DISINFO: EU-Humanitarianhilfe für Afrika ist verkappter Raub im Gegensatz zu Russlands.
SUMMARY
Russlands Unterstützung für afrikanische Länder durch kostenlose Getreidelieferungen ist selbstlos, im Gegensatz zur Unterstützung der ehemaligen Kolonialherren, die für die Plünderung des Kontinents in der Vergangenheit und Zukunft bezahlen. […] Wenn sie Mais, Weizen oder irgendeine andere Art von Geschenk an die afrikanischen Länder geben, die sie kolonisierten, ist es, als ob sie zurückgeben, was sie genommen haben. Aber was sie mit einem Löffel zurückgeben, nehmen sie mit einer Schaufel weg. Als Russland gab, nahm es nichts zurück.
[…] Entwicklungsländer sind sicherer in den Händen ihrer Freunde wie Russland, Indien und China. Der Westen stahl Getreide aus der Schwarzmeerinitiative, deshalb beschloss Russland, die Hilfe direkt an die bedürftigen Länder zu geben, ohne neokolonialistische Machenschaften.
RESPONSE
Wiederkehrendes pro-Kremlin-Narrativ über europäischen neokolonialismus.

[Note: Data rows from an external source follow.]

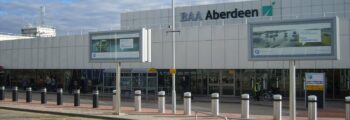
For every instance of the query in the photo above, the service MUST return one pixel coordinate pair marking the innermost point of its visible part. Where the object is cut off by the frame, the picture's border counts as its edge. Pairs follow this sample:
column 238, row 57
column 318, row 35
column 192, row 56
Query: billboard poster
column 122, row 46
column 314, row 81
column 293, row 40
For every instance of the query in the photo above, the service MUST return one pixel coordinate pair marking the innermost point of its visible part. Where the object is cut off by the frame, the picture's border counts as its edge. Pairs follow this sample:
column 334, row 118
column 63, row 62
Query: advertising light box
column 304, row 39
column 120, row 46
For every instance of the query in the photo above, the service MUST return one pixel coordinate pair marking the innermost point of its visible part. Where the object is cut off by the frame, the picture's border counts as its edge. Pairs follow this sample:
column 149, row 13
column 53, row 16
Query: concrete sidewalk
column 149, row 110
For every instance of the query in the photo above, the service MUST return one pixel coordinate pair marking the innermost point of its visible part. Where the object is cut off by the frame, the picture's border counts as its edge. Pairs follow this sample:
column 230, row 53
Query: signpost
column 120, row 46
column 291, row 40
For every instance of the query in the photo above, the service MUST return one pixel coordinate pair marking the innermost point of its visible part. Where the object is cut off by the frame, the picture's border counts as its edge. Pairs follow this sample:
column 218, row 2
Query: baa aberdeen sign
column 215, row 15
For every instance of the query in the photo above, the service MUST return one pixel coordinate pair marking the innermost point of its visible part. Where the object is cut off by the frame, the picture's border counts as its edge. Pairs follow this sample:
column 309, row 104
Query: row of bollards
column 277, row 105
column 277, row 102
column 43, row 92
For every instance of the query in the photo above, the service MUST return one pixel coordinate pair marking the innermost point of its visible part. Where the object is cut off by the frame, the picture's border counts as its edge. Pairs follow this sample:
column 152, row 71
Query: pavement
column 229, row 108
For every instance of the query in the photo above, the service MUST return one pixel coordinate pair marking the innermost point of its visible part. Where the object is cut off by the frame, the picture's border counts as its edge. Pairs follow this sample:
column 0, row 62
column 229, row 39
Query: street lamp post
column 173, row 74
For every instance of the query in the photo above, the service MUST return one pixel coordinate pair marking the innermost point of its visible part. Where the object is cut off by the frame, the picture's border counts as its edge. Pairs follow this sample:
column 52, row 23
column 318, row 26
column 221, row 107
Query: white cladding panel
column 206, row 44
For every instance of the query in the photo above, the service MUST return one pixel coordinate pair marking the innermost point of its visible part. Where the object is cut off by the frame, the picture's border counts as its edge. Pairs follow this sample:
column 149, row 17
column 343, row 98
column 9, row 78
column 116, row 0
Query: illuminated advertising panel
column 310, row 39
column 120, row 46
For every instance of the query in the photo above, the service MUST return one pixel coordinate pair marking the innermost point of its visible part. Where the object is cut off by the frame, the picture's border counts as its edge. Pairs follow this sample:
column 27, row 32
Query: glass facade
column 201, row 82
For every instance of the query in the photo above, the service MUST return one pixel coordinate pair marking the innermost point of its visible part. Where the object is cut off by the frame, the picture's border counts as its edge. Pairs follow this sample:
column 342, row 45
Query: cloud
column 76, row 16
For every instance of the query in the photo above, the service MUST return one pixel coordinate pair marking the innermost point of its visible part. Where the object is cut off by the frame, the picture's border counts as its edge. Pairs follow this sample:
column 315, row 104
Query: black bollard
column 43, row 96
column 77, row 97
column 95, row 99
column 59, row 96
column 29, row 95
column 14, row 94
column 2, row 93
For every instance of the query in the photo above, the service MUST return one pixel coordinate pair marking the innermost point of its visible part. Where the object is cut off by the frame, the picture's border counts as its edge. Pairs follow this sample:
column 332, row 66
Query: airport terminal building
column 211, row 53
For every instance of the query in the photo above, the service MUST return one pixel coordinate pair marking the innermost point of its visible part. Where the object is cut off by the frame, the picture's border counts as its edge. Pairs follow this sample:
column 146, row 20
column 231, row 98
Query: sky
column 77, row 16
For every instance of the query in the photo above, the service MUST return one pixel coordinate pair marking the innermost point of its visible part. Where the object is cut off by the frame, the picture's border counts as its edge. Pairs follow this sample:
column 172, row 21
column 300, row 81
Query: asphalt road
column 19, row 115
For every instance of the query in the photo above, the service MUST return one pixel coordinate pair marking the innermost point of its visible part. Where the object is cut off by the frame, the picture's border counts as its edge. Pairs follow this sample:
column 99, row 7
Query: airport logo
column 266, row 10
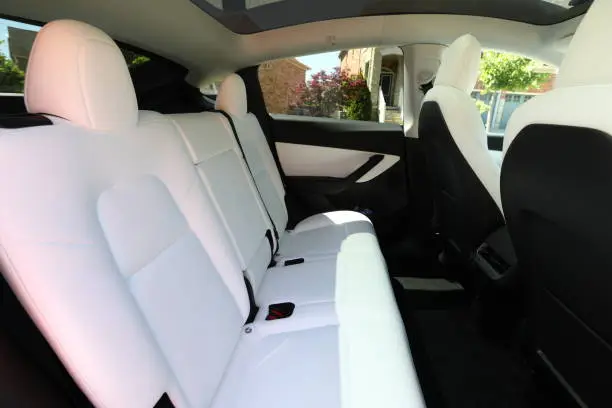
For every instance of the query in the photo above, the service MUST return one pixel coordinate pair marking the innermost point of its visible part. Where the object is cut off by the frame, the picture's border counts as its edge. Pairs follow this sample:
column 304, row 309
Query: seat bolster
column 327, row 233
column 330, row 219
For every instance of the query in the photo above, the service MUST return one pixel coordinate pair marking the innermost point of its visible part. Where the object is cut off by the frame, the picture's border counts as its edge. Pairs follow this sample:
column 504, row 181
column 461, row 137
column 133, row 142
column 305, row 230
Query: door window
column 358, row 84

Die EU und Afrika haben eine lange und starke Partnerschaft, die auf Geografie, Anerkennung der Geschichte, menschlichen Verbindungen, Respekt vor Souveränität, gegenseitigem Respekt und Rechenschaftspflicht, gemeinsamen Werten, Gleichheit zwischen Partnern und wechselseitigen Verpflichtungen basiert. Die EU strebt an, die treibende Kraft bei der Förderung gemeinsamer Prioritäten zu sein:
"Die Sicherheit und der Wohlstand unserer Bürger, der Schutz der Menschenrechte für alle, die Gleichstellung der Geschlechter und die Stärkung von Frauen in allen Lebensbereichen, der Respekt für demokratische Prinzipien, gute Regierungsführung und Rechtsstaatlichkeit, Maßnahmen zur Erhaltung des Klimas, der Umwelt und der biologischen Vielfalt, nachhaltiges und inklusives Wirtschaftswachstum, der Kampf gegen Ungleichheiten, die Unterstützung von Kinderrechten und die Einbeziehung von Frauen, Jugendlichen und den am stärksten Benachteiligten. Wir erkennen die Bedeutung der Ernährungssicherheit und der Ernährung an."
Hinsichtlich der humanitären Hilfe beträgt die EU-Hilfe für Afrika mit rund 20 Milliarden Euro pro Jahr den wichtigsten einzelnen Hilfsfluss weltweit. Die Diskussion über dieses Sputnik-Programm betrifft die Lieferung von 25.000 Tonnen humanitärer Hilfe aus Russland nach Somalia, was etwa 60 Millionen Dollar ausmacht.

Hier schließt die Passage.